Chief Information Security Officer (CISO) Overview and Background

of one

CISO - Insights

Seven resources that CISOs at Fortune 500 companies turn to for industry knowledge and help are (1) conferences (in general) that they routinely attend in order to find much-needed talent, (2) the Global CISO Executive Summit, (3) the CISO Forum, (4) the CISO Minute podcast, (5) the Information Security Forum, (6) the Cybersecurity Collaborative, and (7) the Chief Information Security Officer Leadership Forum.

Resources That Fortune 500 CISOs Turn to For Industry Knowledge & Help

1. Constantly Attending Conferences to Find Much-Needed Talent

  • In an interview, Fortune 500 U.S. Bancorp's CISO, Jason Witty, stated: "For us [CISOs], for example, we’re always attending conferences on purpose, looking for talent. We’re very specific about which conferences we want to go to.

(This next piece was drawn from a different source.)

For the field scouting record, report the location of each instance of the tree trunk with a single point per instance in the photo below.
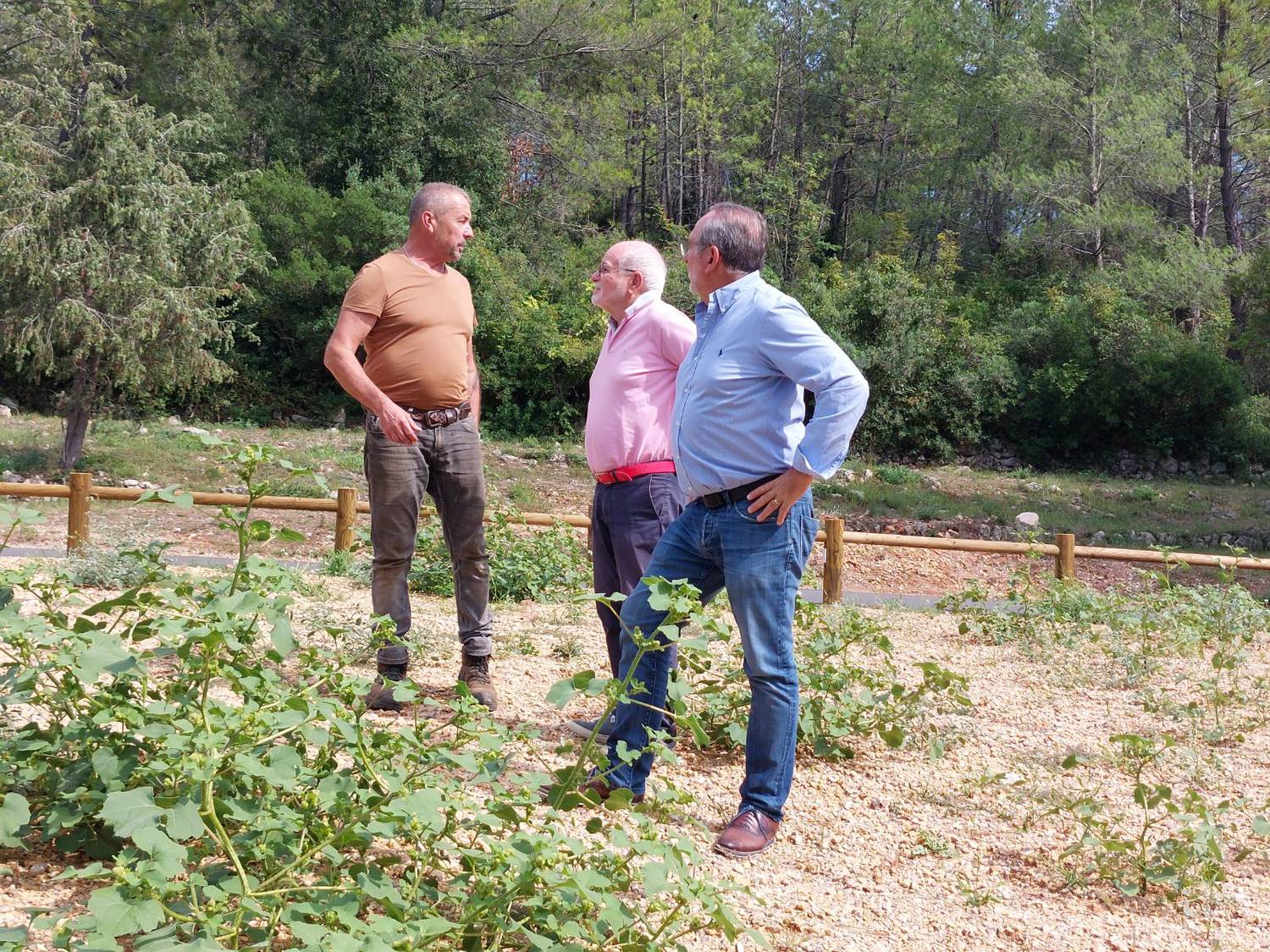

We are always looking for people and interviewing people even though we don’t have positions open, or even when we don’t have positions open."
  • Jason Witty described the talent shortage in cybersecurity as "one of the biggest problems all CISOs have."

2. Global CISO Executive Summit

  • The Global CISO Executive Summit is a conference that Fortune 500 CISOs frequent, as is demonstrated by the fact that several chairs of the summit are CISOs at Fortune 500 companies.

3. CISO Forum

  • "SecurityWeek’s . . . CISO Forum presented by Intel" is a conference frequented by Fortune 500 CISOs, as featured attendees include CISOs at Fortune 500 companies.

4. CISO Minute Podcast

  • The CISO Minute podcast is a resource that Fortune 500 CISOs turn to for industry knowledge and help.
  • The following description is provided about the podcast: "Every Monday morning, we bring advice and insights to Fortune 500 and Global 2000 chief information security officers."

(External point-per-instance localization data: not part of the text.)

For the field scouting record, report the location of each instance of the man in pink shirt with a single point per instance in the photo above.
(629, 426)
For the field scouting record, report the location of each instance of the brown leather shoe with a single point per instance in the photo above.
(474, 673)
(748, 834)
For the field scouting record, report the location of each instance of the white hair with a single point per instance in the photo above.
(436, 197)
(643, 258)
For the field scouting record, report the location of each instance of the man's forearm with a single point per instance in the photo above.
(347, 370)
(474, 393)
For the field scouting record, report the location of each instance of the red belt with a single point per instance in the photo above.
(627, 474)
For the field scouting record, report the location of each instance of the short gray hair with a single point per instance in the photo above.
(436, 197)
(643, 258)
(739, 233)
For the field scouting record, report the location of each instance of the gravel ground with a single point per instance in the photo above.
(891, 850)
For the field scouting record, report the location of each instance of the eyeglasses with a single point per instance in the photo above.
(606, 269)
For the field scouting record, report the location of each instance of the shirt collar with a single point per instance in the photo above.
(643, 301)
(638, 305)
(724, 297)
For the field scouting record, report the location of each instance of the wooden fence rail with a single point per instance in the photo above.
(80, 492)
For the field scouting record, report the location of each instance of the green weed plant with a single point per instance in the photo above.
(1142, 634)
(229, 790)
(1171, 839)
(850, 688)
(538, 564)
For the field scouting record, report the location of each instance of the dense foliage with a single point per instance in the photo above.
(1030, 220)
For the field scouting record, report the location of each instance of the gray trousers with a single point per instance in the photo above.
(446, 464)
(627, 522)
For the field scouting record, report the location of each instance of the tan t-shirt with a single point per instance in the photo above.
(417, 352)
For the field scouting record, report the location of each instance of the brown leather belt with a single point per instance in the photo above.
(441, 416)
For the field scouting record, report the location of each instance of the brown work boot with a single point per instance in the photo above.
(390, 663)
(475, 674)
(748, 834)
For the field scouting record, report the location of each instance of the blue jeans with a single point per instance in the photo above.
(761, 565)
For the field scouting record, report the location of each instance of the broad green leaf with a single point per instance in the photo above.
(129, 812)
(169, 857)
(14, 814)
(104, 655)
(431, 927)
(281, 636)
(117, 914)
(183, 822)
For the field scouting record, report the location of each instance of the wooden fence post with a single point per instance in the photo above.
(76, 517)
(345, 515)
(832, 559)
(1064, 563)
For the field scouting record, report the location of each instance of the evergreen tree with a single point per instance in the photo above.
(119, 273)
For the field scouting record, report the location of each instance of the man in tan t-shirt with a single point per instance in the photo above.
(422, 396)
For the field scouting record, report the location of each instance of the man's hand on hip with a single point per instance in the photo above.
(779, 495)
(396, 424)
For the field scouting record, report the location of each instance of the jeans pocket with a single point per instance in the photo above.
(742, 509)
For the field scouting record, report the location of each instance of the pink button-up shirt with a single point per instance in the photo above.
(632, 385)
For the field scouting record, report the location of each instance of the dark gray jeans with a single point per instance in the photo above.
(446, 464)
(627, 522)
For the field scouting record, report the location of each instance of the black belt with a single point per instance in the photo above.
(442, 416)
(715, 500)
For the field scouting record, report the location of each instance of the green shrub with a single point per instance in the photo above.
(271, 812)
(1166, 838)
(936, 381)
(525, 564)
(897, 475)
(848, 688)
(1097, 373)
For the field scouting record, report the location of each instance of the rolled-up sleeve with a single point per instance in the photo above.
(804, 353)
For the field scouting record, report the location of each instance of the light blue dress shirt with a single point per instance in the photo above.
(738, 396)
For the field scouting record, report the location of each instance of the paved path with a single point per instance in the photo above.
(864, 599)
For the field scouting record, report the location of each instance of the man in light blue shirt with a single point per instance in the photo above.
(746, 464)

5. Information Security Forum

  • The Information Security Forum is an organization that helps Fortune 500 CISOs (among others).
  • Many of the Information Security Forum's members are Fortune 500 companies.
  • The organization describes itself as "the leading authority on cyber, information security and risk management [that provides] practical tools and guidance [to] address current topics and . . . overcome the wide-ranging security challenges that impact . . . business today."

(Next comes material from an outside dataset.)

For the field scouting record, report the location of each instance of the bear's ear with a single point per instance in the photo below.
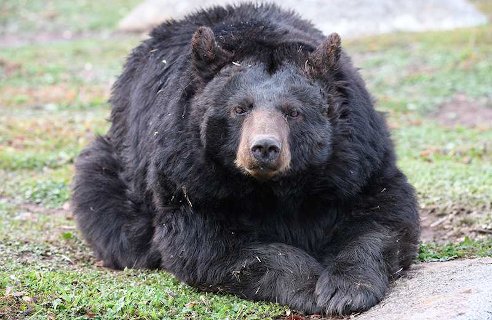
(207, 56)
(327, 54)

6. Cybersecurity Collaborative

  • The "Cybersecurity Collaborative [is] a peer council platform for Chief Information Security Officers (CISOs) and other senior-level security executives."
  • Participation in the Collaborative is exclusively limited to members.
  • The CISO Corporate Membership Leadership Council for the Cybersecurity Collaborative includes multiple CISOs from Fortune 500 companies.
  • The Chairman provided the following statement about the Collaborative's mission: "We must harness the combined insights, expertise, and best practices across the Fortune 500 CISO community to truly achieve maximum security readiness."
  • The Cybersecurity Collaborative also provides the following resources to members: "[A]ccess to a confidential member-only portal for peer networking and collaboration; daily security report and critical updates; CISO-led SWAT teams and peer task forces; and a content library with a searchable database of proven policies and guides written by the foremost authorities and practitioners." Furthermore, regional meetings are held for both prospective and current members.

7. Chief Information Security Officer Leadership Forum

  • The Chief Information Security Officer Leadership Forum is a conference that Fortune 500 CISOs frequent for industry knowledge and help.
  • The Chief Information Security Officer Leadership Forum is part of the Argyle Executive Forum.

Research Strategy

We identified insights about resources that Fortune 500 CISOs turn to for industry knowledge and help by first looking for conferences/events that those executives attend. We found those events through general searches for such and in lists of the top events for CISOs. For each conference/event we found, we specifically reviewed information about who leads and attends, in order to ensure that such conference/event is truly one frequented by Fortune 500 CISOs specifically. In order to provide resources outside of conferences/events, we looked for magazines, podcasts, and other types of media that Fortune 500 CISOs use. While we weren't able to find information to definitively support whether Fortune 500 CISOs specifically read various publications, we were able to find a podcast that is listened to by that audience segment. Lastly, we also reviewed the transcript of an interview with a Fortune 500 CISO who shed light on where Fortune 500 CISOs turn to for help with recruiting.